What is nitrogen and what are the consequences for construction?
Without delving too much into the chemical matter: nitrogen is a main component of the air we breathe every day. About 78% of the air around us consists of nitrogen. Nitrogen can attach to other atoms, such as oxygen and hydrogen. These are also called reactive compounds, for example nitrogen oxides and ammonia. These forms of nitrogen cause the current environmental problems.
In the construction process (via diesel engines) mainly the nitrogen oxides are emitted. Ammonia can be released in the construction chain, for example in the production of certain building materials. The amount of reactive nitrogen on Earth has doubled in the past century. The Dutch Green Building Council (DGBC) wants to accelerate the sustainability of the built environment and thereby create a healthy living environment. According to DGBC, reducing nitrogen emissions from construction activities, new buildings and area developments is part of the necessary transition to solutions and incentives for a lower environmental impact of the construction sector. It contributes to a cleaner construction site and a more pleasant environment for the people who will live or work there.
On 13 November, the government announced new measures to ensure ‘a major step in solving the complex nitrogen problem’. The buildings themselves are not necessarily a problem, especially now that new homes no longer have a gas boiler. But during the construction process, nitrogen is released. Think of the driving off and on of heavy construction machines such as shovels, generators, cranes and trucks, which run on fossil fuels. During these transport movements, nitrogen oxides are released, which descend into nature.
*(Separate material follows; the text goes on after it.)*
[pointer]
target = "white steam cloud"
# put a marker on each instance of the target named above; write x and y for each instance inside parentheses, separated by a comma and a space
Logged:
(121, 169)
Where the electric car is now indispensable on the road, the development of large electric construction machines is not yet on the schedule.
Veerhouse buildingsystem will work on nitrogen reduction in its processes in the future. For this, for example, it is necessary that we use fewer machines with diesel engines and that people who live near each other carpool (for less emissions from the cars). The veerhouse also builds sustainably, partly because there are fewer emissions when producing the materials used.